Altibase replication uses the log_based replication method. In other words, this is a method to ensure data consistency between both servers by transferring logs created on the active side to the standby side.
In Altibase, log files are not circularly recreated by creating only a certain number of log files, but log files are automatically created continuously as long as the log is created. Therefore, unnecessary log files must be deleted periodically to prevent disk full.
Log files are deleted when the checkpoint is executed, and log files under the following conditions cannot be deleted.
(1) Log file referenced by the transaction currently in progress
(2) Log file that needs to be referenced in replication because replication transmission is not possible
(3) Log file referenced by the CLR log (Abbreviation for Compensation Log Record, the type of log record created when a transaction is rolled back)
Therefore, if the replication data transmission is slow for some reason, the log file cannot be deleted and disk full may occur.
If log files are not deleted due to a replication problem, the user can specify the maximum number of log files that can be kept in replication to prevent disk full.

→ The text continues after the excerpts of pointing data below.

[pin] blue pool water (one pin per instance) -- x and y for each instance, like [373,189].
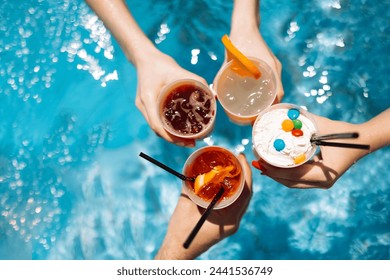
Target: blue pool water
[71,183]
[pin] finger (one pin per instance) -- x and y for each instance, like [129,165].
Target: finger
[247,170]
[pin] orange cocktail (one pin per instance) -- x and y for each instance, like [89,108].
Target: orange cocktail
[213,167]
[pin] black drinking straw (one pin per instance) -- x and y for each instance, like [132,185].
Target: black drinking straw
[203,218]
[342,145]
[167,168]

If the number of log files that have not been deleted exceeds this number, even if the replication data has not been transmitted, the replication data is abandoned and the log file is deleted to prevent the disk to be full.
In this way, the phenomenon of deleting log files necessary for replication even though replication data is not transmitted is called replication give-up.
When replication give-up occurs, data inconsistency between both active and standby servers may occur, resulting in serious problems.
To prevent replication give-up, the user must ensure that network speeds that can affect replication performance are always stable.
In addition, in order to avoid give-up even in abnormal conditions such as power failure or network disconnection, consider the worst-case and increase the value of the property so that give-up does not occur.
REPLICATION_MAX_LOGFILE = 400
The unit of this property means the number of log files, and if it is set to 400 as in the example above, if the number of log files that have not been deleted currently is 400 or more, a replication give-up occurs.
The user can set how to restart the replication after a brief pause after exceeding the value set by the REPLICATION_MAX_LOGFILE property.
REPLICATION_SENDER_START_AFTER_GIVING_UP = 1 (default)
If set to 0, the replication "restart SN" (that is, the value of the XSN column of the SYS_REPLICATIONS_ meta table) is initialized to -1, and the replication is stopped. Then, the value of the IS_STARTED column of the SYS_REPLICATIONS_ meta table is changed to 0.
When set to 1, the value of "Restart SN" for replication is changed to the last (largest) SN of the current log file, and replication is performed again from this "Restart SN".
A check of whether a give-up needs to be performed is made when the checkpoint is performed.
This is because the log file is deleted at a checkpoint.
When give-up occurs, the give-up time is recorded in the replication meta table.
iSQL> set vertical on; iSQL> select replication_name, is_started, give_up_time from SYSTEM_.SYS_REPLICATIONS_; REPLICATION_NAME : REP1 IS_STARTED : 1 GIVE_UP_TIME : 1 row selected.
REPLICATION_NAME : Replication name
IS_STARTED : Whether the replication has started (start 1, stop 0)
GIVE_UP_TIME : The date and time that the replicated was most recently given up.